Horumersiel/Gran Canaria - Mitte Juli ist Andre Engelhardt mit seinem Zehn-Meter-Katamaran „Running Deer“ zu einem Törn in die Karibik gestartet. Inzwischen hat die zumeist dreiköpfige Crew die Biskaya bezwungen, ist an der portugiesischen Küste entlang gesegelt, hat in Madeira Schäden am Boot behoben und genießt jetzt letzte Landtage auf La Gomera (Kanaren), bevor die bisher längste Etappe zu den Kapverdischen Inseln angegangen wird.
Die ersten Monate als Blauwassersegler haben den Sportlern der Segelkameradschaft Horumersiel (SKHS) Seebeine wachsen lassen. Und sie hatten einige Herausforderungen zu bestehen. So zeigten sich nach ersten Stürmen in der Biskaya strukturelle Schäden am Katamaran, die auf Madeira behoben worden sind. Dort hatten Skipper Andre Engelhardt aus Hooksiel und seine Mitsegler Niclas Kreisch aus Münster und Janek Harms aus Großefehn die „Running Deer“ aus dem Wasser gehoben und in einer Werft mit professioneller Hilfe wieder instand setzen lassen.
Logbuch im Internet
„Nachdem die strahlenden Lichter Madeiras am Horizont erloschen waren und wir unseren Blick gen Süden wendeten, verbrachten wir traumhafte Segeltage auf dem Atlantik mit perfektem Wetter,“ schreiben die drei Blauwassersegler in ihrem Blog, der von zahlreichen Freunden der friesländischen Seglerszene verfolgt wird. Die 290 Meilen bis Lanzarote seien unter Code-Zero (Leichtwindsegel) wie im Flug vergangen. „Die Tage haben wir unter glühender Sonne genossen und die Nächte verzauberten mit taghellem Sternenhimmel“, schwärmen die Horumersieler Weltenbummler.

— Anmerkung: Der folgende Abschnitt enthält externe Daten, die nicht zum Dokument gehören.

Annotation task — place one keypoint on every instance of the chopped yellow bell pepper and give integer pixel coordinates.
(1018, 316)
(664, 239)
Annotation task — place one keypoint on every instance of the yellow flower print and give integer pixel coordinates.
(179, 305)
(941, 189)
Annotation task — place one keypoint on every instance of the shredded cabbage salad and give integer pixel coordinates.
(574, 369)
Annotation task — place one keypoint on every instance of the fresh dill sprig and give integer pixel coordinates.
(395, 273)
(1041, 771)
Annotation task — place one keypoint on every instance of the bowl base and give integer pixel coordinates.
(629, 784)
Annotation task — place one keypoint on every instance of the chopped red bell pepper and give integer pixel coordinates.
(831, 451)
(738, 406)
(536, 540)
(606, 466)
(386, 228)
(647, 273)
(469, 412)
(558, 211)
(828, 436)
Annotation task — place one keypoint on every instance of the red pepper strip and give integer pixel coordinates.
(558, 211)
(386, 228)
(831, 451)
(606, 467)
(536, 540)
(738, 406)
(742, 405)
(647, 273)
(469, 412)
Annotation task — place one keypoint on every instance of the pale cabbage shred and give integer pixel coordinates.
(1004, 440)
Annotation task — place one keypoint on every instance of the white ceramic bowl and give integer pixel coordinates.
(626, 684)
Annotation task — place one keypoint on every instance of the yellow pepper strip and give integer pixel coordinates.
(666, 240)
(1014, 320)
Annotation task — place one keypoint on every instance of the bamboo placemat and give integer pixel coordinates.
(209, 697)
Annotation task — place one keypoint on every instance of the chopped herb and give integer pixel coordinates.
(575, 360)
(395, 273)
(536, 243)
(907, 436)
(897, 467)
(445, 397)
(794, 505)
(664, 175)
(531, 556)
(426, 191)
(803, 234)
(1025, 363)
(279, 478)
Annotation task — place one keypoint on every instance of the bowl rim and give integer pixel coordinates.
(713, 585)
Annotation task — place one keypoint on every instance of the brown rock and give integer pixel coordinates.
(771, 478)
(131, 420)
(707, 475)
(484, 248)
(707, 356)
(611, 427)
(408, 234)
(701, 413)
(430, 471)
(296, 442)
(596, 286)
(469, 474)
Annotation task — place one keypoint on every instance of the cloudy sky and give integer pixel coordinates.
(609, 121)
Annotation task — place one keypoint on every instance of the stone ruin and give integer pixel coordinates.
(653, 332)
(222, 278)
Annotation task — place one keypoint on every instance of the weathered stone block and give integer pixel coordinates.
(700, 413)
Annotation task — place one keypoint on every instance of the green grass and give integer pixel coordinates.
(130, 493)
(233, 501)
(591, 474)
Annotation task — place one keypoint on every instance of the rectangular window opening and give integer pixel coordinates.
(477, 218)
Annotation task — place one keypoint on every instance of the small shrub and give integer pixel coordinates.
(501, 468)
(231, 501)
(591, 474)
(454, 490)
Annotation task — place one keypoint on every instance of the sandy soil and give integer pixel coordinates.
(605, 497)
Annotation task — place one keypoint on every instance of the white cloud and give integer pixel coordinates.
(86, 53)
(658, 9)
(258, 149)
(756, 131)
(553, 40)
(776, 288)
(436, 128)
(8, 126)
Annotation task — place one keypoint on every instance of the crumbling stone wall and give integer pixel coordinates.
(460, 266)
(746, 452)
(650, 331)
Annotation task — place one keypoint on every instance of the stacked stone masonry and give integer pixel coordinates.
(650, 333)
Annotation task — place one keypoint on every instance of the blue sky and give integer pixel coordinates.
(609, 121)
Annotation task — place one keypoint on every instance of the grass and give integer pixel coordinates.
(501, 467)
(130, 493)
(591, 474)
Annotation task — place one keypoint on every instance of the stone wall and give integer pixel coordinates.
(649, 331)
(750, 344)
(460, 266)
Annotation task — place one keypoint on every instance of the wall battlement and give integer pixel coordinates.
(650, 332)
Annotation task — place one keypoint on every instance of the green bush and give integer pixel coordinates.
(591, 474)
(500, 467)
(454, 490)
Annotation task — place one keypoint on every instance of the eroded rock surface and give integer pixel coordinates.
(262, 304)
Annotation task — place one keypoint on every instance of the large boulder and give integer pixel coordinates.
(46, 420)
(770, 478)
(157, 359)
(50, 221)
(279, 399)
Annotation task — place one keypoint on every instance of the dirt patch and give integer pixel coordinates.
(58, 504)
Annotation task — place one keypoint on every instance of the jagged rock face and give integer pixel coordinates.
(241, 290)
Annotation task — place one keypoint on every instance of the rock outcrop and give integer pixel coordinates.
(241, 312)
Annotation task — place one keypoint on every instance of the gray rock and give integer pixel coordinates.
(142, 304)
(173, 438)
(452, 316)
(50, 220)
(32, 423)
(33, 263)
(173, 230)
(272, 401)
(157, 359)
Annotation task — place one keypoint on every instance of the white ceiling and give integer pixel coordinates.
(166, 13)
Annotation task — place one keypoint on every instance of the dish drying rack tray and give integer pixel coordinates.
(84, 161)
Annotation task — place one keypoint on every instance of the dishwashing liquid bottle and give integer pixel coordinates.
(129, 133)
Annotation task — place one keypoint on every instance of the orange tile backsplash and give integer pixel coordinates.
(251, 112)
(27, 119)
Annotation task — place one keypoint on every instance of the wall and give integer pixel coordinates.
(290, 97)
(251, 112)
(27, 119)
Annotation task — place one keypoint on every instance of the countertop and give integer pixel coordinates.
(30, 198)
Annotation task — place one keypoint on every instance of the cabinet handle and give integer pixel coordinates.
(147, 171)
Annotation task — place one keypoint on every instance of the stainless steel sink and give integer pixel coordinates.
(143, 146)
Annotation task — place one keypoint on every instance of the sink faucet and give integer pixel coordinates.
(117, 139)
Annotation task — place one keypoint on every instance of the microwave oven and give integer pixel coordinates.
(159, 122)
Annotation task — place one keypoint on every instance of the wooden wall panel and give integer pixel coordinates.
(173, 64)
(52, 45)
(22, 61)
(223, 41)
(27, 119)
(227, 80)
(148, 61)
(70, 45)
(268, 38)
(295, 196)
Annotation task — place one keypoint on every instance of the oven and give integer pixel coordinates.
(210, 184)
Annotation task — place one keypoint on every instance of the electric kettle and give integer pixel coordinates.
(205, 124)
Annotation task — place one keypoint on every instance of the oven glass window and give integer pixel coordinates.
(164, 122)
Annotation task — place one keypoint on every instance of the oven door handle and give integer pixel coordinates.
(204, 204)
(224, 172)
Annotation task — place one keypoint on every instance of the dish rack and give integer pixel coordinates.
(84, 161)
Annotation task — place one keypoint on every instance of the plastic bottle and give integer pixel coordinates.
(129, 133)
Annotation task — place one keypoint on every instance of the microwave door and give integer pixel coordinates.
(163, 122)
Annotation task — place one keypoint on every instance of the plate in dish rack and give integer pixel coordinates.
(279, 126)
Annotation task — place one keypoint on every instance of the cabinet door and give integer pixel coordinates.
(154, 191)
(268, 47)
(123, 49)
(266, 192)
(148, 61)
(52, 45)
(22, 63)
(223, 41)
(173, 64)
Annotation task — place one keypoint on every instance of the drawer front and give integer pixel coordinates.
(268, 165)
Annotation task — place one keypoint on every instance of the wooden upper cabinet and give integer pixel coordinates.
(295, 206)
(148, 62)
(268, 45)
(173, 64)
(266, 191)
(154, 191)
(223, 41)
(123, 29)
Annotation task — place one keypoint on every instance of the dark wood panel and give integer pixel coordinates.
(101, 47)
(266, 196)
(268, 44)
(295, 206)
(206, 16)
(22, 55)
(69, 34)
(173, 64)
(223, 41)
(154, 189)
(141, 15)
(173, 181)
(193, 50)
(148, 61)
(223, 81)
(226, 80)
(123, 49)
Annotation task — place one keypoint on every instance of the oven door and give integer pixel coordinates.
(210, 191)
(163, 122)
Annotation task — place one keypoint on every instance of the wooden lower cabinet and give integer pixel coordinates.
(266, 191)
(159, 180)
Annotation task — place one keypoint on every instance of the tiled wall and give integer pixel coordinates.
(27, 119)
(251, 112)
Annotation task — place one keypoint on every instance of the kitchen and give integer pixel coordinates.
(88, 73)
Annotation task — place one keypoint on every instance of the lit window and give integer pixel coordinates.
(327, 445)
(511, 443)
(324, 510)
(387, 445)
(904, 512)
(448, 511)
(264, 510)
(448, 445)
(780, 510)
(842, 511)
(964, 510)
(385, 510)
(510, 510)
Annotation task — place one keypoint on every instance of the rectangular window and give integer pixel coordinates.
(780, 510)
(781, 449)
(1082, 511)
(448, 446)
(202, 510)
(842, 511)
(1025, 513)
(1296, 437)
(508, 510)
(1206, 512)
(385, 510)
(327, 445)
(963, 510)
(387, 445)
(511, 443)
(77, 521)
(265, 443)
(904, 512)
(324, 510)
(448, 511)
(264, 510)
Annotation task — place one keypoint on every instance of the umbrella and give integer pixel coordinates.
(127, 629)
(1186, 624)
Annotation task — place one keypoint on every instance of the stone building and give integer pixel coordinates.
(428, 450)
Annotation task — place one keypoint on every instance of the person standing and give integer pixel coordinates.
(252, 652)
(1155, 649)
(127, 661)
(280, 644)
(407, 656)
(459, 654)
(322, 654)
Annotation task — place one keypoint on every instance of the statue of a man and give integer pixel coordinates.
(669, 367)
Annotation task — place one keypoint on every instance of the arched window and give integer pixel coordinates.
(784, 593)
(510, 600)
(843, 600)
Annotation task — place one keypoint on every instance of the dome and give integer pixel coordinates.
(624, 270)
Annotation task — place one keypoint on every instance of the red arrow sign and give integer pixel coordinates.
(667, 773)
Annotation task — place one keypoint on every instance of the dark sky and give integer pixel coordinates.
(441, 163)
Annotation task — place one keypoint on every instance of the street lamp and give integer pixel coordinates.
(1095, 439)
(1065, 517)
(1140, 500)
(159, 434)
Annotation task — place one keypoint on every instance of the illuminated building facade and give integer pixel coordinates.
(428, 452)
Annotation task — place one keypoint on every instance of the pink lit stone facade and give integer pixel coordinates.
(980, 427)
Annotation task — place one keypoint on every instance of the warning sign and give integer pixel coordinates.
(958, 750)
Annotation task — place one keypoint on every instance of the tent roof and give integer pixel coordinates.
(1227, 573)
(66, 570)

Auf der östlichsten der Kanareninseln habe es dann keine coronabedingten Einreisebeschränkungen gegeben. In den folgenden Wochen erkundete das Dreigestirn Lanzarote, Fuerteventura und Teneriffa. „Dabei bot sich immer das gleiche Bild: leer gefegte Strände und Flaniermeilen vor geschlossenen Hotels. Hier machen sich Auswirkungen von Corona auf den Tourismus am krassesten bemerkbar“, schreibt die Crew.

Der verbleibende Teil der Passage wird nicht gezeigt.